The Western official stressed that hundreds of people could have had a major health risk had the attack completely succeeded. “It was more sophisticated than they [Israel] initially thought,” they said, “it was close to successful, and it’s not fully clear why it didn’t succeed.”

Last week, Yigal Unna, a top official from Israel’s National Cyber Directorate insinuated that the attack may have intended to mix more chemicals into the water supply. There was also a chance that the attack could have activated a fail-safe, thereby completely turning off pumps during a deadly period of a heatwave in the country. 

Two Israeli officials also told FT that the country’s then-defence minister Naftali Bennett had instructed a retaliatory attack on 9 May against Iran’s strategic Shahid Rajaee port, which they claim created an economic impact, did not risk any lives, but reminded Tehran of Israel’s capabilities.

Neither Iran nor Israel have officially acknowledged that their civilian infrastructure has been targeted or damaged, and neither governments have described in public the true severity of the same.
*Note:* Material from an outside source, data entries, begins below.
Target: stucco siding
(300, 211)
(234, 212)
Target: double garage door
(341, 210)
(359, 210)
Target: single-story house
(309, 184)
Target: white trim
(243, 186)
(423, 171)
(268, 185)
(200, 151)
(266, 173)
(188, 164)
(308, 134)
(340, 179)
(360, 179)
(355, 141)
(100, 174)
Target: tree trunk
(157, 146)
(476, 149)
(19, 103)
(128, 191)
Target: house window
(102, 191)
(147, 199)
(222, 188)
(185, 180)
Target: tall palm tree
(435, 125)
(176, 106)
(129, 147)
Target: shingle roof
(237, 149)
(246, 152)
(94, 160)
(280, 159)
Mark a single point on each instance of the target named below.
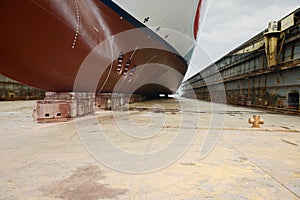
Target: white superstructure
(172, 20)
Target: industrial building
(264, 71)
(13, 90)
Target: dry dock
(51, 161)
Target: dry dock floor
(224, 158)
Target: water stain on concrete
(84, 183)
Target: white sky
(229, 23)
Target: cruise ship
(102, 46)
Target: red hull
(45, 44)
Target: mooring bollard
(256, 121)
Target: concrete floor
(181, 149)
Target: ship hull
(80, 46)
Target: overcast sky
(229, 23)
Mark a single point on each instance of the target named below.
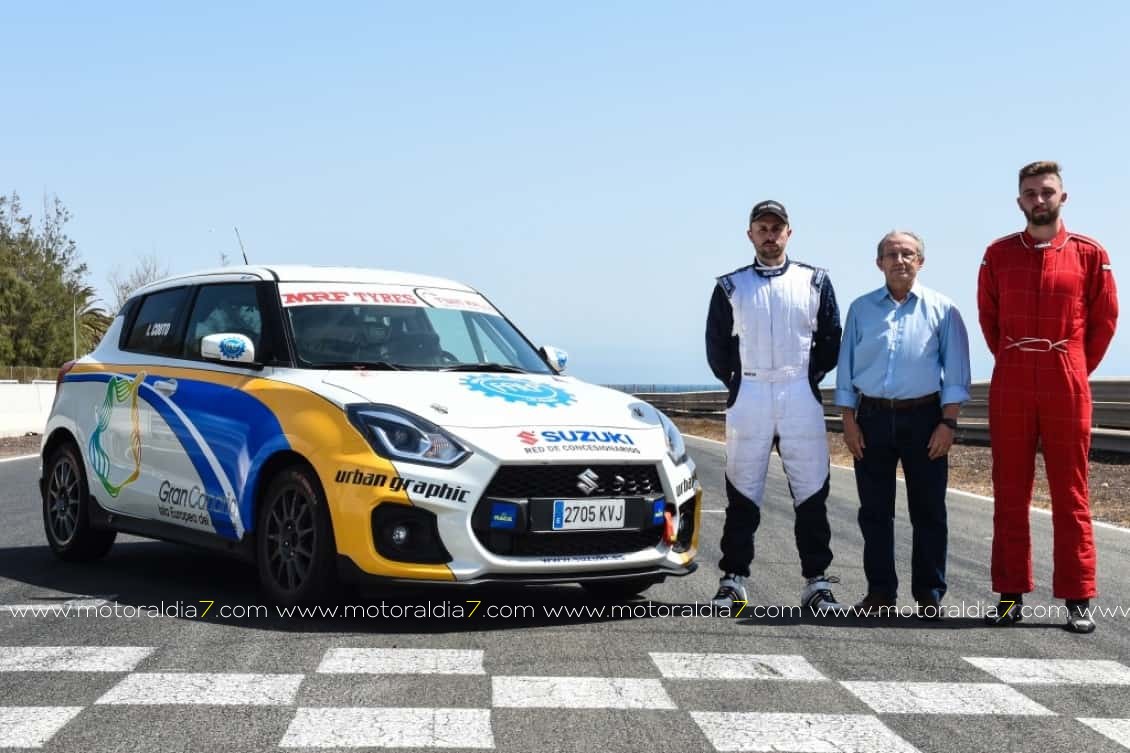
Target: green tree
(42, 287)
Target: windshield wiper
(362, 365)
(497, 368)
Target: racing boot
(817, 596)
(1007, 612)
(731, 588)
(1078, 616)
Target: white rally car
(350, 424)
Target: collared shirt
(901, 351)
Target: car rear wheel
(66, 509)
(623, 588)
(295, 548)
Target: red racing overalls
(1048, 310)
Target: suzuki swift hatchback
(359, 425)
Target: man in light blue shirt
(901, 380)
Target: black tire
(622, 588)
(67, 509)
(294, 543)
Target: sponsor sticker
(576, 440)
(513, 389)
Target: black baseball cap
(770, 207)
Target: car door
(224, 425)
(130, 439)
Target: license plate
(588, 515)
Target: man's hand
(940, 441)
(853, 435)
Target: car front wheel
(66, 509)
(295, 548)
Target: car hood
(521, 417)
(486, 400)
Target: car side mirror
(555, 357)
(228, 347)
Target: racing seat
(414, 348)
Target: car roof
(303, 274)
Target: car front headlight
(676, 448)
(400, 435)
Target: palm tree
(90, 319)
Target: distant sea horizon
(667, 388)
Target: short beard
(1050, 218)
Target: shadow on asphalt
(145, 579)
(180, 582)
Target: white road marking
(945, 698)
(1053, 672)
(402, 661)
(184, 689)
(363, 727)
(799, 733)
(32, 726)
(736, 666)
(1117, 729)
(71, 658)
(579, 693)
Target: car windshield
(401, 327)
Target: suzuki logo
(588, 481)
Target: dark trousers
(893, 436)
(810, 528)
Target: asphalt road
(148, 671)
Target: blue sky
(589, 166)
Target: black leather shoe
(928, 608)
(1078, 616)
(1007, 612)
(875, 605)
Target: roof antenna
(241, 247)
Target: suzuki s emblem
(588, 482)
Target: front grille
(572, 544)
(526, 482)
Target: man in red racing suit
(1048, 308)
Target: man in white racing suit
(772, 334)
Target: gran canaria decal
(512, 389)
(121, 395)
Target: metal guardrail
(26, 374)
(1110, 420)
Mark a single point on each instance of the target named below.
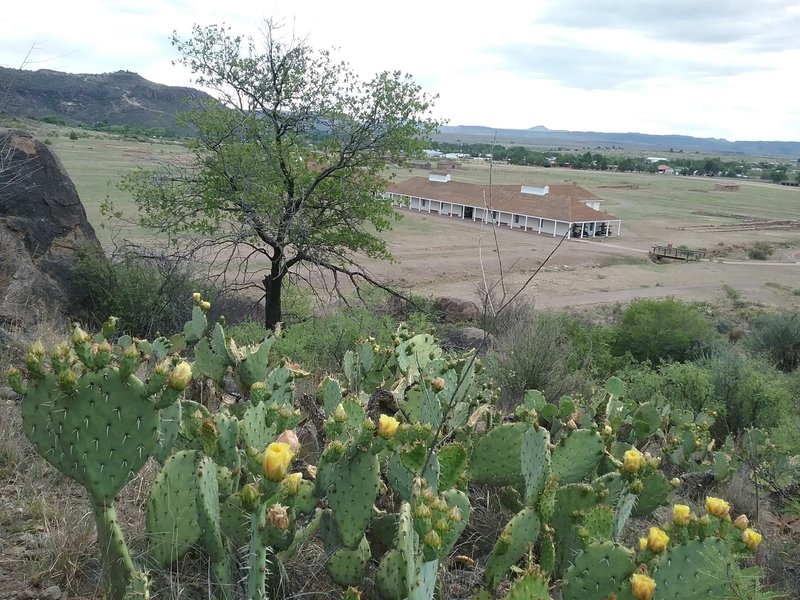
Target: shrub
(658, 330)
(540, 353)
(777, 336)
(147, 295)
(760, 251)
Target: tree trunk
(272, 301)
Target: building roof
(563, 202)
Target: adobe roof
(564, 202)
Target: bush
(777, 336)
(147, 295)
(657, 330)
(541, 353)
(760, 251)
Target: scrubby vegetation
(463, 439)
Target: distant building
(555, 210)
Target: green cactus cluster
(408, 429)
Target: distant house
(560, 209)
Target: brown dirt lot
(442, 256)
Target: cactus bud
(181, 376)
(249, 495)
(278, 517)
(718, 507)
(37, 349)
(642, 586)
(657, 540)
(681, 514)
(751, 538)
(340, 415)
(15, 380)
(289, 437)
(277, 458)
(387, 426)
(741, 522)
(632, 461)
(422, 511)
(79, 336)
(432, 540)
(441, 525)
(68, 381)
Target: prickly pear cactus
(599, 571)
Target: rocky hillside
(120, 98)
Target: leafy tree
(661, 330)
(287, 169)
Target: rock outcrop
(43, 226)
(456, 310)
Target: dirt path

While Unna did not mention Iran by name and neither did he comment on Tel Aviv’s alleged retaliation, he made an ominous warning that a “cyber winter is coming”. 

Most recently on 21 May, Israeli media also accused Iranian hackers of attacking multiple Israeli websites, disabling their homepages with threatening messages. However, there was no official information regarding who perpetrated the attacks.

While Iran and Israel have, for years, engaged in high-tech hacks and cyber attacks against one another, these string of attacks on civilian infrastructure mark a new beginning of a rather “unpredictable risk scenario” that may begin a retaliatory and vengeful wave of cyberwarfare that both countries have avoided so far.